Pair Corralation between Trencor and Astoria Investments
Assuming the 90 days trading horizon Trencor is expected to generate 0.7 times more return on investment than Astoria Investments. However, Trencor is 1.43 times less risky than Astoria Investments. It trades about 0.4 of its potential returns per unit of risk. Astoria Investments is currently generating about 0.01 per unit of risk. If you would invest 74,500 in Trencor on October 14, 2024 and sell it today you would earn a total of 5,000 from holding Trencor or generate 6.71% return on investment over 90 days.

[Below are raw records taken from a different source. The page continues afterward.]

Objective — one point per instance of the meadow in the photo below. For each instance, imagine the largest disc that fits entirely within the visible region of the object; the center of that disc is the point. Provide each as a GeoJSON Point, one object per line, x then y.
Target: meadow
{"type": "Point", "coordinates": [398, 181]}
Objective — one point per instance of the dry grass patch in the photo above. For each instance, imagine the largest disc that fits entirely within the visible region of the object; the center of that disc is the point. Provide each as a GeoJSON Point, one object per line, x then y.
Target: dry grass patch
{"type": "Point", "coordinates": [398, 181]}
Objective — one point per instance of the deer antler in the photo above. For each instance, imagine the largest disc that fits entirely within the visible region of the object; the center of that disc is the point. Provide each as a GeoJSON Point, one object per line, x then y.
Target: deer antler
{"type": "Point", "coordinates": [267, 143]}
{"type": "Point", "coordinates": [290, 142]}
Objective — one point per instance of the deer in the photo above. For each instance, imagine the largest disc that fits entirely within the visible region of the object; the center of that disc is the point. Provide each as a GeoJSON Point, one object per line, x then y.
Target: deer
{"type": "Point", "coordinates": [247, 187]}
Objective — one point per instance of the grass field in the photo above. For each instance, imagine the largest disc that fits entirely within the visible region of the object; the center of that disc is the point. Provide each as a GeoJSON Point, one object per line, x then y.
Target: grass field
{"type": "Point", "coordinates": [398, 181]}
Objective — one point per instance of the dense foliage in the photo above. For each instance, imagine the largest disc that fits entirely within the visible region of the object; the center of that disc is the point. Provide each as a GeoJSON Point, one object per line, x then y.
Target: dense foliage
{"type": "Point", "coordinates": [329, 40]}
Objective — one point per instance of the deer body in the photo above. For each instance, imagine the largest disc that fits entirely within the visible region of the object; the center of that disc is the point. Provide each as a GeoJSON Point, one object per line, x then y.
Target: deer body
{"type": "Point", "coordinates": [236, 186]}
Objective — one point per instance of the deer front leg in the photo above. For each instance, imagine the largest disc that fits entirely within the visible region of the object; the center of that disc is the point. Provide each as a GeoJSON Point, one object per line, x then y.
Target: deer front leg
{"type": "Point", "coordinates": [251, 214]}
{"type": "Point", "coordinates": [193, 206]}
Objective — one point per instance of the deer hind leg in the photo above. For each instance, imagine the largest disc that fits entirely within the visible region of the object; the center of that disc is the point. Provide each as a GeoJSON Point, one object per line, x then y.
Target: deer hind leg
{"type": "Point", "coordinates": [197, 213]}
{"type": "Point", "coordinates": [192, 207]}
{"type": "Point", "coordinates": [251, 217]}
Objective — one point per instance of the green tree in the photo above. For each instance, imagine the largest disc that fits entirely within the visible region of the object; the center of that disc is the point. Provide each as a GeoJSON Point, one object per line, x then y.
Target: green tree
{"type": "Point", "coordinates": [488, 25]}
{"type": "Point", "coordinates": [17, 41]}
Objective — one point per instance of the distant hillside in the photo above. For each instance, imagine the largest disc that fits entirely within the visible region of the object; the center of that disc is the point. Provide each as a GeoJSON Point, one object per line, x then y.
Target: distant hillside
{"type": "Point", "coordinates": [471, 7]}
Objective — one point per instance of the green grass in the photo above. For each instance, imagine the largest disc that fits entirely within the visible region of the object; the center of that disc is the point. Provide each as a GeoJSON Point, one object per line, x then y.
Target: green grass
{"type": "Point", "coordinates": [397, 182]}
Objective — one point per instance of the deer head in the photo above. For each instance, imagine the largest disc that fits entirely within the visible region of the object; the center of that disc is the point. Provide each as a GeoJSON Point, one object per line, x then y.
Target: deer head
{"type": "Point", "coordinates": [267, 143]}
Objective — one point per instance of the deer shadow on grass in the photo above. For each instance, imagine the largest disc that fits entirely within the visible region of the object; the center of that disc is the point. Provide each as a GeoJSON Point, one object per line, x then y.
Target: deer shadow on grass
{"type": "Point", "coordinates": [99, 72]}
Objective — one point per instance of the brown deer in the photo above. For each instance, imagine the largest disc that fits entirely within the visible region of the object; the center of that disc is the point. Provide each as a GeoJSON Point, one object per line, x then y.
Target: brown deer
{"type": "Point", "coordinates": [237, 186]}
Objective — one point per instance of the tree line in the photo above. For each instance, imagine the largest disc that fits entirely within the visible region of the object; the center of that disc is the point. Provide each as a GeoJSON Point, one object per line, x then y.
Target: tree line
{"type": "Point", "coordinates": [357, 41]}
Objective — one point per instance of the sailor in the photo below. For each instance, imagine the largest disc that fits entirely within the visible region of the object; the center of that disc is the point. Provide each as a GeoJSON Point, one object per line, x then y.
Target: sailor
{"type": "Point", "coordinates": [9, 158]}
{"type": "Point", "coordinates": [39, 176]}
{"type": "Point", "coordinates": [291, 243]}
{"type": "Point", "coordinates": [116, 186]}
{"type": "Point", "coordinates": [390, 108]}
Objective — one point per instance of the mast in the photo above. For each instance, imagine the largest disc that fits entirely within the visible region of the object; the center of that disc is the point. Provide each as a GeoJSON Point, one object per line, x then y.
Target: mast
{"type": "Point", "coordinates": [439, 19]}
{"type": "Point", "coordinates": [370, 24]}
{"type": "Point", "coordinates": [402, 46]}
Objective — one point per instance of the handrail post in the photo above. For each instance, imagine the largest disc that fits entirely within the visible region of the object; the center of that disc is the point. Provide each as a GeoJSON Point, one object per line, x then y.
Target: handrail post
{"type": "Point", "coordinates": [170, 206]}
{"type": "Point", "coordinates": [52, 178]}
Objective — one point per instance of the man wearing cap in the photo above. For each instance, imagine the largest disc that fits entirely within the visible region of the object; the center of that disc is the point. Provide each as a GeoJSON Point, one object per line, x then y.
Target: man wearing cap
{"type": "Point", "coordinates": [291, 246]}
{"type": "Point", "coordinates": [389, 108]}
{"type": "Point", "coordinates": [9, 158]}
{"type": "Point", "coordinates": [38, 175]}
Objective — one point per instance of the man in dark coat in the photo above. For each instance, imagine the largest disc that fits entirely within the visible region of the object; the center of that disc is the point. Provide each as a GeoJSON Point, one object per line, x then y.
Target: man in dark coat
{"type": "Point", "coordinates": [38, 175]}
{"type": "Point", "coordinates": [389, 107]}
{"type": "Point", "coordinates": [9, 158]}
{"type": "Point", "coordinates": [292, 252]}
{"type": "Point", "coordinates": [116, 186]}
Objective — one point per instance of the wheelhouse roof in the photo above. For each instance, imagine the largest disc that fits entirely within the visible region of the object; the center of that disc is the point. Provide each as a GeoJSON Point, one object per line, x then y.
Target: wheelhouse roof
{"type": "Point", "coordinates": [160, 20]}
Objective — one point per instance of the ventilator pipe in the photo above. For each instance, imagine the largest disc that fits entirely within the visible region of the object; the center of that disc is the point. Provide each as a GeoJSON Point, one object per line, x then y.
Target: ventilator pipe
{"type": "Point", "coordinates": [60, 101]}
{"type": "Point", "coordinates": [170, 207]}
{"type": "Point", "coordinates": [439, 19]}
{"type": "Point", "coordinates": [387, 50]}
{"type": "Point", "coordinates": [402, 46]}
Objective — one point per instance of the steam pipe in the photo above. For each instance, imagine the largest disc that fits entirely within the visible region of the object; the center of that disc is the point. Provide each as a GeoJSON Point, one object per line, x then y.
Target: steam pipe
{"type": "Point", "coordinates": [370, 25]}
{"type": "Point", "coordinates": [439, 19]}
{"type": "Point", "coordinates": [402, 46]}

Time Period | 3 Months [change] |
Direction | Moves Together |
Strength | Insignificant |
Accuracy | 94.44% |
Values | Daily Returns |
Trencor vs. Astoria Investments
Performance |
Timeline |
Trencor |
Astoria Investments |
Trencor and Astoria Investments Volatility Contrast
Predicted Return Density |
Returns |
Pair Trading with Trencor and Astoria Investments
The main advantage of trading using opposite Trencor and Astoria Investments positions is that it hedges away some unsystematic risk. Because of two separate transactions, even if Trencor position performs unexpectedly, Astoria Investments can make up some of the losses. Pair trading also minimizes risk from directional movements in the market. For example, if an entire industry or sector drops because of unexpected headlines, the short position in Astoria Investments will offset losses from the drop in Astoria Investments' long position.The idea behind Trencor and Astoria Investments pairs trading is to make the combined position market-neutral, meaning the overall market's direction will not affect its win or loss (or potential downside or upside). This can be achieved by designing a pairs trade with two highly correlated stocks or equities that operate in a similar space or sector, making it possible to obtain profits through simple and relatively low-risk investment.Astoria Investments vs. Deneb Investments | Astoria Investments vs. Brimstone Investment | Astoria Investments vs. Safari Investments RSA | Astoria Investments vs. Harmony Gold Mining |
Check out your portfolio center.Note that this page's information should be used as a complementary analysis to find the right mix of equity instruments to add to your existing portfolios or create a brand new portfolio. You can also try the Alpha Finder module to use alpha and beta coefficients to find investment opportunities after accounting for the risk.